Yesterday’s killing of Donald Trump’s much-wanted military parade has all the signs of being a planned hit.
In case you don’t know, CNBC reported early yesterday afternoon that the cost of Trump’s parade had risen to $92 million from the original estimate of just $12 million. That 767 percent increase at least unofficially classified the parade as a federal budget boondoggle and made it into an even bigger subject of ridicule than it was before.
Even on a day when Aretha Franklin died, Omarosa released a new recording, there were multiple reverberations from John Brennan’s security clearance being revoked and the Manafort jury began deliberating, the $92 million cost made immediate news and lit up the twitterverse.
About seven hours later, The Washington Post and others reported that the parade, which had been planned for this November 10th, would now be postponed until sometime in 2019.
In other words, a leak (there was no official release of the revised cost estimate and absolutely no reason for the new number to be revealed yesterday) from someone inside the executive branch about the extraordinary increase in the cost of the parade quickly forced the White House to back down from one of Donald Trump’s pet projects.
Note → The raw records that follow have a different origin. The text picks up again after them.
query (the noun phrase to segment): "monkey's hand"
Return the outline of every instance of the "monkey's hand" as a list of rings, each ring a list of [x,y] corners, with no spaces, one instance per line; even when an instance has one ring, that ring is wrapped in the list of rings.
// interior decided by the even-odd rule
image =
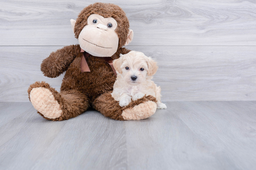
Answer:
[[[45,76],[57,77],[67,69],[70,64],[80,52],[79,45],[71,45],[52,52],[44,60],[41,70]]]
The Pentagon didn’t say that Trump’s parade was cancelled, just that it had “…agreed to explore opportunities in 2019.” Left unsaid was that it will be harder to stage the parade next year because the already-high budget deficit will be even higher — close to or in excess of $1 trillion — and there could very well be a Democratic majority in one or both houses of Congress that will stop it from happening.
So while the White House and Pentagon may be implying that Trump’s parade was merely postponed, the more likely truth is that it was killed yesterday and won’t be heard from again.
The Pentagon is the most likely suspect for this murder. DOD, which will bear the vast majority of the costs and responsibilities for staging the parade, has long been opposed to it and has gone along with the planning only to appease a president who doesn’t often take no for an answer. DOD is the one that will benefit the most from the parade not happening.
The second possibility is that it was conspiracy between a member of Congress who didn’t want the parade to happen but was unwilling to challenge the president directly and the Pentagon.
A third possibility is that the leak came from the White House staff that has increasingly looked for ways outside the normal process to rein in Trump’s over-the-top tendencies.
Either way, it had to be someone on the inside.